Compared to that conversation, my over night trauma calls have been nothing. I saw a women with suspected necrotizing fasciitis, but it turned out to just be a boring abscess. In contrast we've been taking care of a 14 year old girl who was bitten by a brown recluse spider and ultimately had to have her leg amputated above the knee. Just yesterday we had two babies come in, one with Necrotizing Enterocolitis Totalis who died before they could ever operate and another baby who was shaken by the boyfriend and is now brain dead. That's hard to deal with. On Trauma call at Methodist we also had a 15 year old come in who had collided with another kid while playing baseball and was bleeding from his spleen. Sounds exciting! Trauma 1! Not totally, he came in fully conscious but kind of pale and ultimately went to Interventional Radiology (a really cool specialty) and they solved his bleeding without ever cutting him open. It sounds horrible to say that I hope people experience some sort of trauma, and I certainly don't really mean it, but it if they have to get in an accident it would have been great if it had happened while I was in the ER! The most traumatic part of trauma calls was staying up all night.

In good news, I got my Board score back and I passed! 246! Yay! Seriously, what a relief. But then I called to tell my parents and they had just found out that the parents and daughter of one of their friends had all died in a horrible car accident. Things can all change so fast.

Tuesday, July 7, 2009

Sustainability

Aside from learning basic clinical skills and how to function in a hospital environment, 3rd year is all about figuring out what you want to do with the rest of your life. As a somewhat eccentric anesthesiologist told us during orientation, you have to find something that is not just immediately interesting to you right now when everything is new and different, but something that you can see yourself doing for the next 40 years. The reason he chose anesthesia is that he enjoys gardening and spending time with his family. That's totally legitimate. A 4th year surgical resident told us that if you can do anything other than surgery and be satisfied, do it.

I think I may fall into that category...while I'm really enjoying pediatric surgery, the different types of cases, the active sense of doing, the definitive fixes, there's LOTS of things I see myself enjoying. And having a life outside of work is definitely one of them. I can do anything for a month (waitress at Cafe Lalo, live in a Mayan village) but when you start talking about years and years of waking up at 3:30 am it becomes a different story. I have so much respect for the residents and fellows who still somehow manage to be pretty nice most of the time, but I don't know if that's the life for me. So what is?

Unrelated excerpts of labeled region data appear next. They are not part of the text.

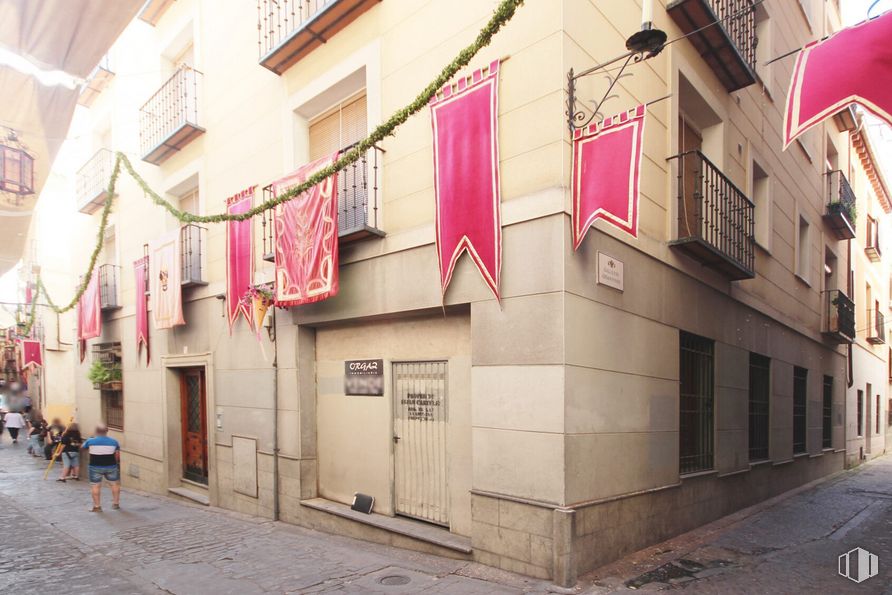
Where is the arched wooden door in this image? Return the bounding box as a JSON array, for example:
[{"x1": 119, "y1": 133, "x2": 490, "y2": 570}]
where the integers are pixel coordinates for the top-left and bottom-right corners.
[{"x1": 180, "y1": 368, "x2": 208, "y2": 485}]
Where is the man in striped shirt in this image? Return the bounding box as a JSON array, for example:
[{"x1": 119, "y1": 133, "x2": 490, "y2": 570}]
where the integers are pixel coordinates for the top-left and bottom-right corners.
[{"x1": 81, "y1": 424, "x2": 121, "y2": 512}]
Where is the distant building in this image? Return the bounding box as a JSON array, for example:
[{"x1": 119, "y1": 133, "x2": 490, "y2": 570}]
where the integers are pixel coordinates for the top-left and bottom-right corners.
[{"x1": 17, "y1": 0, "x2": 889, "y2": 585}]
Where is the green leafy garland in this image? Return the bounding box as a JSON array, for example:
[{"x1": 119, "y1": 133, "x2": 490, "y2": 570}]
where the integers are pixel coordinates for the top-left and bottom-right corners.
[{"x1": 22, "y1": 0, "x2": 524, "y2": 336}]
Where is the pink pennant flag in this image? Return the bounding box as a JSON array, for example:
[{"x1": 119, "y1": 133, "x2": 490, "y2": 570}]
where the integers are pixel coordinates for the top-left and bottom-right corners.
[
  {"x1": 431, "y1": 60, "x2": 502, "y2": 299},
  {"x1": 226, "y1": 186, "x2": 256, "y2": 334},
  {"x1": 133, "y1": 256, "x2": 152, "y2": 365},
  {"x1": 572, "y1": 105, "x2": 645, "y2": 250},
  {"x1": 22, "y1": 339, "x2": 43, "y2": 368},
  {"x1": 151, "y1": 229, "x2": 186, "y2": 330},
  {"x1": 273, "y1": 153, "x2": 339, "y2": 308},
  {"x1": 784, "y1": 12, "x2": 892, "y2": 148}
]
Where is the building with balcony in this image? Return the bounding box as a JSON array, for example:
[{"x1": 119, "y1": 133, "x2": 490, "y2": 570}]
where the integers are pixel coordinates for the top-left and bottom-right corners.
[{"x1": 13, "y1": 0, "x2": 892, "y2": 586}]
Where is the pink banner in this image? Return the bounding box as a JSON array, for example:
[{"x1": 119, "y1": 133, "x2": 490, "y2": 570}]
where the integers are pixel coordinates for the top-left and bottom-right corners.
[
  {"x1": 133, "y1": 256, "x2": 152, "y2": 365},
  {"x1": 151, "y1": 229, "x2": 186, "y2": 330},
  {"x1": 273, "y1": 153, "x2": 338, "y2": 307},
  {"x1": 784, "y1": 12, "x2": 892, "y2": 148},
  {"x1": 226, "y1": 186, "x2": 256, "y2": 334},
  {"x1": 431, "y1": 60, "x2": 502, "y2": 299},
  {"x1": 572, "y1": 105, "x2": 645, "y2": 250},
  {"x1": 22, "y1": 339, "x2": 43, "y2": 368}
]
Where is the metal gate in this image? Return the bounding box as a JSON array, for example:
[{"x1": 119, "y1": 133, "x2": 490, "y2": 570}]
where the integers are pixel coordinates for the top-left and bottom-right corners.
[{"x1": 393, "y1": 361, "x2": 449, "y2": 525}]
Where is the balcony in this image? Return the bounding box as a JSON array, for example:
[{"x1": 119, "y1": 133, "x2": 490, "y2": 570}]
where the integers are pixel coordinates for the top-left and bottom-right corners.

I got to see a laparoscopic Nissen fundoplication yesterday which was pretty cool (except the kid is now retching uncontrollably). Anatomy class (even a whole year of being an anatomy AI) doesn't really prepare you for being in the living, breathing abdomen. I also got to sew up an incision on a kid who received a Portacath! And I think I did a decent job. Other than that I've seen a PEG placement, an abscess drainage, excision of a lymphangioma and a pilomyxoma, another hernia repair and a fun proctoscopy. I guess in surgery you never know what you're going to find...but already none of the med students are super excited about watching a portacath placement...or if we are it's because we might have a chance to cut, sew or inject. And after you've done that hundreds of times then it really might get a little boring and repetitive. As it should, as do most things. That was the anesthesiologist's second point...if most of your job doesn't become second nature and not constantly challenging, you're probably not doing it well. Now I just need to find a specialty that will be interesting for years to come. Or maybe it's the patients that will continue to surprise you and keep things fresh no matter what.